Mr. John James (message not available) has raised an important point regarding insurance plans, and the willingness of Californians to impose restrictions on the insurance industry.

In California, the rate of AIDS cases per year is sufficiently low (33.5 per 100,000 during the most recent reporting interval, July 1995 to June 1996) and the cost of general health care is sufficient high that the financial burden to group insurance plans attributed specially to AIDS is not an important considerations. When cost is elevated due to higher case finding (i.e., detecting the 40-60% of HIV infected person who don't know they are infected), higher treatment costs of newer drugs, or increased incidence and prevalence, it is not clear how the people of California will respond. Here in Los Angeles County, local politicians have already condemned AIDS care organizations for wanting more money to extend the life of AIDS cases. Our efforts to promote earlier detection of HIV with simpler and more accessible forms of testing (i.e., home HIV tests and rapid clinic-based tests) have not been accepted with universal enthusiasm, possibly due to the cost burden that early detection would place on the care system. But these are our problems in California, and not necessarily those of Asia.

When HIV transmission is more common, as it is in certain regions of India, Myanmar, Thailand, Southern China, Cambodia, and Vietnam, the issues of detection, treatment and who will pay, become more complicated.

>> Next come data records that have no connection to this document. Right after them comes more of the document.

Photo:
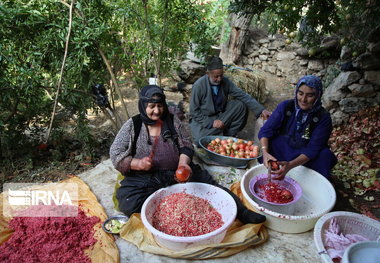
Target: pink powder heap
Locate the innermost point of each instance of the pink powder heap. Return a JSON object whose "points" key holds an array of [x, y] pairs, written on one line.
{"points": [[183, 214], [49, 239]]}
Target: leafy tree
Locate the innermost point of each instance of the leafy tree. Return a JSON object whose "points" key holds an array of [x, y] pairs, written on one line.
{"points": [[107, 38]]}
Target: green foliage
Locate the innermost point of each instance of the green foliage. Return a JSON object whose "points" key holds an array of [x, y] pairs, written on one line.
{"points": [[137, 37], [316, 19]]}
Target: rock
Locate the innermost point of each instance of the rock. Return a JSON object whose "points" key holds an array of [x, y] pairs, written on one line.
{"points": [[338, 118], [251, 82], [275, 45], [374, 36], [190, 71], [263, 57], [374, 47], [335, 91], [303, 52], [263, 41], [270, 69], [264, 51], [367, 61], [353, 104], [315, 65], [345, 53], [285, 55], [372, 77], [362, 90]]}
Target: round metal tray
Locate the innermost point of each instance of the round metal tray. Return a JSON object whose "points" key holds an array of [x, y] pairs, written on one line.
{"points": [[221, 159]]}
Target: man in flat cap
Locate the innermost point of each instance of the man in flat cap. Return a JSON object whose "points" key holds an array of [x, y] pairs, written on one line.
{"points": [[211, 111]]}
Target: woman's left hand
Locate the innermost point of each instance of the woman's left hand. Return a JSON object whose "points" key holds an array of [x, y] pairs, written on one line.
{"points": [[284, 169], [183, 173]]}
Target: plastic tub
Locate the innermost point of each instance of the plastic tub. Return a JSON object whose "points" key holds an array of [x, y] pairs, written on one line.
{"points": [[349, 223], [218, 198], [318, 198], [368, 252], [288, 183]]}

If people avoid thinking about the future, the best strategy from an economic point of view is to not offer widespread test, provide no special care for AIDS cases, and to not allow testing for insurance coverage or other reasons. Stigmatization of HIV/AIDS benefits this shorter-term view by keeping HIV/AIDS cases hidden and out of the health care system until sudden death ends the drama.

Yet such social blindness does nothing to promote the longer term goals of the nation or region, and avoids the central public health mandate of preventing disease transmission. To control HIV in higher prevalence regions requires money and sacrifice, but not of the few who have medical insurance, but of the many who live and work in the country. Ordinary citizens in high prevalence regions will need to continue to support current efforts to decrease high risk contacts with commercial sex workers or with intravenous drug users. Such control efforts are well described by experts at UNAIDS, NGOs and other international organizations.

More important to halting the epidemic, however, they will need to reach out and find HIV infected persons early in the infection, an action that has not yet been widely advocated by international organizations. Local public health workers will then need to work with such infected persons to limit further transmission (especially to their "high risk" spouses and newborn children), and offer them hope and care to extend their lives.

Avoiding the social responsibility of providing care or preventing further transmission by ignoring the problem or forcing private insurance plans to offer medical care for those later discovered to have AIDS will not stop the epidemic. Instead, a more open approach is necessary, keeping in mind the principles and mandates of public health.